Appena sente il rumore che avvisa i passeggeri che hanno la possibilità di alzarsi, lui, sfrutta la palla al balzo.
Mi supera, una me infastidita finge indifferenza e lascia che vada a passeggio in questo piccolo aereo.

Ed è in quel momento, nel mentre che i miei occhi seguono silenziosamente il mio vicino di posto, che la noto.
Semplice, lineare. Una bellezza imperfetta, che non ti abbaglia ma ti riscalda. Dolce e sinuosa, si va a posare tra le mie iridi.
Una ragazza giovane quanto me.
La sua pelle è pulita, niente la sporca e la imbruttisce.
Davanti a me, ragazza pura e solare, si scaglia la sua anima.
Ha le palpebre schiuse, le braccia conserte.
È bella senza essere esagerata.

Tutto il resto svanisce, sfuma.
Mi trovo a fissarla, la mia mente si vergogna. Rimedio al danno fingendo di essere distratta dal resto delle persone rumorose che condividono questo volo con me. E lei è lì, con tutta se stessa, che piano apre gli occhi e scorge i miei puntati sul suo corpo. Arrossisco tutta e mi colpevolizzo per essere una frana in queste cose.

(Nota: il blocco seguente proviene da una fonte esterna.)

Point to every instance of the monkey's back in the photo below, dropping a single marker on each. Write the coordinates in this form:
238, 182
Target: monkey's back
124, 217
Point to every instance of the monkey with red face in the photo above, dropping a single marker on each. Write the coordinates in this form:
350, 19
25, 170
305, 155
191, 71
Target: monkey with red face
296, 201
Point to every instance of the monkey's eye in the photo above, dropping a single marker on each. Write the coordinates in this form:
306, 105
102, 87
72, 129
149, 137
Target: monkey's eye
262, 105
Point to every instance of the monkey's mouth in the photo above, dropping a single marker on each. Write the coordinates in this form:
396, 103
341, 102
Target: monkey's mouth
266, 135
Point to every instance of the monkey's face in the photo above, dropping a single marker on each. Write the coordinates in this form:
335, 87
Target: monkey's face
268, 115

Ci guardiamo per qualche secondo e lievemente ci diamo ad una danza di sorrisi e brevi risatine, si sfregano con dolcezza contro la gola e sul palato. Dentro di me tutto si annebbia, la durata del volo sembra esser passata in un minuto. Mi chiedo se sia lei che sconvolge il mio orologio interiore o se sia il tempo a voler accorciare il nostro incontro.
L'amaro mi sale velocemente in bocca, un altro giorno buttato ad innamorarmi di un volto di cui so solo ciò che vedo.